LAST week, Harry and Sally McNabb were trying to get Harry's father, Ted, to review succession plans for the farm.
Ted thinks that it is all done and dusted because he and Midge have made their wills and he is "sort of" retired. Ted thinks that succession is an event.
He retired and put Harry in charge and that fixed management succession.
He has made his will and that fixed estate planning.
But when Harry talked to his sister and agricultural consultant, Jill, he got a different view.
Jill reckons that succession is not an event, but rather a process that can take years to plan, communicate and put in place.
It isn't easy and there is no one recipe.
Success can be measured by the success of the farm as a business and by family harmony.
Successful plans evolve when "key" people have a comfortable relationship and an open-door communication policy - they need to trust each other.
Succession is the planned and orderly transfer of responsibility and decision making, over a period of time, from one individual or group to another.

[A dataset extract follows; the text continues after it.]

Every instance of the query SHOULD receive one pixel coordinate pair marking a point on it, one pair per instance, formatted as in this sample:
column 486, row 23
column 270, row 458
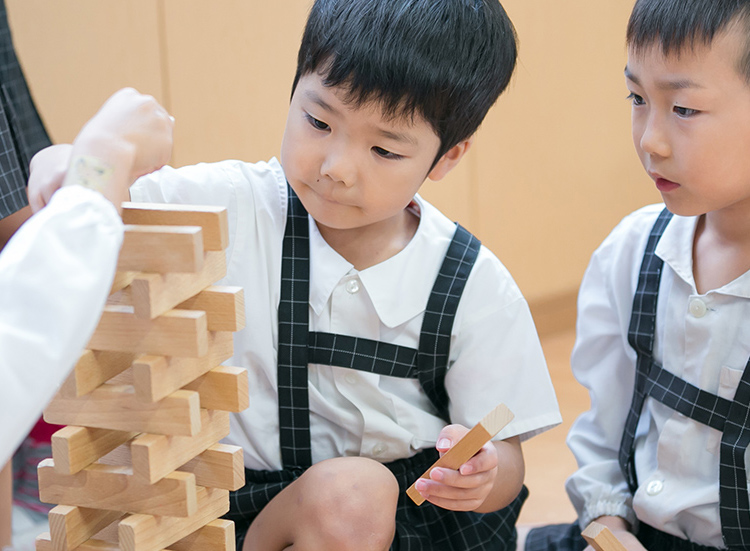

During the handover period there may be shared responsibility.
Because of the history, there is no trust between Ted and Norm (Harry's elder brother), a cold war between Ted and Sally, and friction between Harry and Norm. Jill tries to be patient with them all but finds it very wearing.
Ted's wife, Midge, just wants everyone to get along.
Jill says that the basic unit of currency in most farms is trust. "If you destroy trust then nothing else matters," she says.
The easiest way to destroy trust is say "yes" when you mean "no", keep secrets and fail to pay the children (who are now in their forties) at commercial rates. Too often the promise is that they will be paid through the will.
Information passed on verbally and separately to individual family members will mean different things to each person.
In contrast written plans, shared collectively, provide a clear path to all.
As with CEOs, the difference between a good and great farmer is how well they establish a path for their chosen successor to follow so they can step aside.
The greatest legacy is smooth succession.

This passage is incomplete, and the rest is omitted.